Nassau County Executive Laura Curran on Tuesday questioned the need for new legislation mandating increased access to county open space properties but said she would seek a new cost estimate on improvements that were suggested in a never-enacted 2011 plan.
In a letter to the County Legislature’s presiding officer, Republican Richard Nicolello, and minority leader, Democrat Kevan Abrahams, Curran asked for each lawmaker’s access priorities for consideration in the administration’s 2019 budget proposal.
She noted, however, that the previously drafted proposals “illustrate that strategies for open space access already exist without the need for legislation.” She also warned that the county’s precarious finances may limit what could be done.
“I fully support access to open space,” wrote Curran, a Democrat. “However, any plan to do so must examine design, ADA [Americans with Disabilities Act] compliance, adequate parking, site security and policing, vegetation management and community engagement. The plan must also fit within the urgent fiscal constraints facing Nassau County finances – which barely cover our current parks and public works needs.”
Nicolello last week had introduced a bill that would require the county to provide adequate signage, parking and promotion at all of its preserves, including those acquired using $100 million from the 2004 and 2006 environmental bond acts.
He was responding to a Newsday series, “Public Space/Private Benefit,” which found that $30 million of that bond act money was paid to sellers with ties to county politics, the property selection process, or both — and that the county never followed through on many of its promises to enhance access at those sites and others.
As a result, many properties remain essentially hidden from the public that paid for them, though still connected to the seller’s remaining private estates. In some cases, the properties are completely inaccessible.
“We have no intention of withdrawing the legislation,” Nicolello said Tuesday.
Republicans control the legislature 11-8. Abrahams said minority Democrats also support the GOP bill, so its passage is likely. That would leave Curran to decide whether or not to issue a veto.
Newsday highlighted that county officials lobbied legislators to approve the purchases not just by noting the environmental benefits — including protecting groundwater and preventing development — but also by promising things such as new trails and prominent entryways. Officials even drafted up the plan in 2011 to make such improvements.

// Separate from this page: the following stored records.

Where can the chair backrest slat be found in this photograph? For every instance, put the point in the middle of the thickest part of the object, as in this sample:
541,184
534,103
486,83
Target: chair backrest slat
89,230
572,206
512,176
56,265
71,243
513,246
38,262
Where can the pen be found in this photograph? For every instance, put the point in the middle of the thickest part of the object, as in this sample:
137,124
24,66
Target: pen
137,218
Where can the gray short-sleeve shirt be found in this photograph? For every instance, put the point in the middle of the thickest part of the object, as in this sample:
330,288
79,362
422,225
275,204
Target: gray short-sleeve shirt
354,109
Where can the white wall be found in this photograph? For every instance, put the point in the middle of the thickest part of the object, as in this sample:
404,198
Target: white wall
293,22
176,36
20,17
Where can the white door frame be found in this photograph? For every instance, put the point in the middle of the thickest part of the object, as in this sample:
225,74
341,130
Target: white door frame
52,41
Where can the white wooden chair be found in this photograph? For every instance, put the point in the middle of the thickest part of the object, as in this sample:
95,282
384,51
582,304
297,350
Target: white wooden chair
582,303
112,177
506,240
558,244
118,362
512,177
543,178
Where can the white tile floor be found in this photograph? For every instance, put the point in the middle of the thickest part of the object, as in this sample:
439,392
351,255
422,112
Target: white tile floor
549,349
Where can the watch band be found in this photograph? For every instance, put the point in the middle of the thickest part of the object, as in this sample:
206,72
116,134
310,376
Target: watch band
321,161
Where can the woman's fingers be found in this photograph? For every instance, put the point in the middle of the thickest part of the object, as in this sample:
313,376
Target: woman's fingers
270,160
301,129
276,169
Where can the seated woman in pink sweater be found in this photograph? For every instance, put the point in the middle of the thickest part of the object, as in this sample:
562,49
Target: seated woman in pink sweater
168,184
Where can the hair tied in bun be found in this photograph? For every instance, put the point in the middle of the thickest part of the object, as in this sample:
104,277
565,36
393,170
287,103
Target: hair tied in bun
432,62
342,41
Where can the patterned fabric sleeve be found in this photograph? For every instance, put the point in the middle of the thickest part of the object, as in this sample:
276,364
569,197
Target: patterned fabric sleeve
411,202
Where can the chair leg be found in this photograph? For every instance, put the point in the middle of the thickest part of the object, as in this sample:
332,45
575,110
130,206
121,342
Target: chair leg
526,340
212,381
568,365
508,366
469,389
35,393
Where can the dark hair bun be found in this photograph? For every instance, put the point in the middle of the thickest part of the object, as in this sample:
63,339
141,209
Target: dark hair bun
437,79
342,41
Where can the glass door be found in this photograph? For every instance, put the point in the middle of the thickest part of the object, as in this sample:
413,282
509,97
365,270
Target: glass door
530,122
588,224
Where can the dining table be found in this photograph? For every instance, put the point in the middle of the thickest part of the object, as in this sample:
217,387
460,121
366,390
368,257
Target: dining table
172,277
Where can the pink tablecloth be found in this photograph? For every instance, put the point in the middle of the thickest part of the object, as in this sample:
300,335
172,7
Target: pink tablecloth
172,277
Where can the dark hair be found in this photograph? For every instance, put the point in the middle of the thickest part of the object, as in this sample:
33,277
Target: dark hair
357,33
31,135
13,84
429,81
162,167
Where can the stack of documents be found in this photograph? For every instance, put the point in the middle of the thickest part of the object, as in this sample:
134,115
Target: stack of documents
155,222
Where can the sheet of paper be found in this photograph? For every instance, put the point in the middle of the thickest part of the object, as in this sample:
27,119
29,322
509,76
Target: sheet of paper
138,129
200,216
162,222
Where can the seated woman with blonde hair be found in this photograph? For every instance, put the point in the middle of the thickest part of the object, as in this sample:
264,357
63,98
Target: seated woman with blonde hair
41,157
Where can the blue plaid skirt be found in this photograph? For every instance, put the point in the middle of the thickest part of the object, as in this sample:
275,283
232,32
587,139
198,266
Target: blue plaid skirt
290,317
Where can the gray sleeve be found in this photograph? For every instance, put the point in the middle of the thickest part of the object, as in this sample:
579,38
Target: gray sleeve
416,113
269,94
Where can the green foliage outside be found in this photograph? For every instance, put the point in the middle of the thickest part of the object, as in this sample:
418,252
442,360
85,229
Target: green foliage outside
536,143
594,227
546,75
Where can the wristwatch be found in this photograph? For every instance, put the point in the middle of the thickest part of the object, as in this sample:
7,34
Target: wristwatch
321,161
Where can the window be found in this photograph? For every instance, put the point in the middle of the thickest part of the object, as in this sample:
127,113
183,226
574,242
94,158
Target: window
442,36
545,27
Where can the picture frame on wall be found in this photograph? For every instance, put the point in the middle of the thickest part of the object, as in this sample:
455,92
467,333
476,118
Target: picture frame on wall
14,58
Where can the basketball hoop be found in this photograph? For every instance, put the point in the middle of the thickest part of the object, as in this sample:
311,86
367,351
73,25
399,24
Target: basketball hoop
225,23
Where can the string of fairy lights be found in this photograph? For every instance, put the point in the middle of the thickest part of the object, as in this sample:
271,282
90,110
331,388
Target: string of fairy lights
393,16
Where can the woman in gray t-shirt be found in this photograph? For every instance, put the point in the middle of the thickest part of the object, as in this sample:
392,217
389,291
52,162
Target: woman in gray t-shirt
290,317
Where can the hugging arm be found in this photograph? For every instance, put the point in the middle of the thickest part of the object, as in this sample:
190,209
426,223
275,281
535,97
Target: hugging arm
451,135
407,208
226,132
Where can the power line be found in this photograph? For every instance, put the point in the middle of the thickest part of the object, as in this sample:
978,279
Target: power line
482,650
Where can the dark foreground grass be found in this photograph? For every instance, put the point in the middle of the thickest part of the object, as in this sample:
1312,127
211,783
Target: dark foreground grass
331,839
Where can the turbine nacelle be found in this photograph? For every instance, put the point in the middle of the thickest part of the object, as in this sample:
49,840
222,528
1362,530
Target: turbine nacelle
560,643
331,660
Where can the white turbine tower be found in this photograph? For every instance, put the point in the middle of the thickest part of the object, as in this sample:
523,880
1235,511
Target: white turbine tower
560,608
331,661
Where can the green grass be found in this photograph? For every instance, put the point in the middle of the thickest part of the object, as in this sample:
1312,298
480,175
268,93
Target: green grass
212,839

It was never completed due to financial constraints and concerns from environmentalists.
“I can’t know what was in the hearts and minds of my predecessors,” Curran said in an interview, speaking of previous administrations that promised never-realized access improvements. “I just know we have the reality that we have now.”
Curran’s letter attached the 2011 “Nassau County Open Space Plan” that was never enacted. Newsday noted the report in its series and cited an engineering firm’s later cost estimate that making the improvements at some sites — including prominent entryway kiosks and full post-and-rail-boundary fencing — would cost less than $300,000.
She said her administration would ask for an updated cost estimate but also suggested that the county would look to legislators' personal project funds as well as partnerships with towns and villages to manage sites.
The county now has $1.8 million available in its Open Space Fund, which is seeded with 5 percent of proceeds from county real estate sales.
Nicolello said that he believes there will be enough funding in the 2019 budget to provide for some access improvements. He added that previously drafted reports were helpful “road maps” but that legislators, who unanimously supported all the open space purchases, asked several times for improvements that were never made.
“So the fact there’s a report, that’s not enough at this point,” Nicolello said. “We have to make sure it’s mandated.”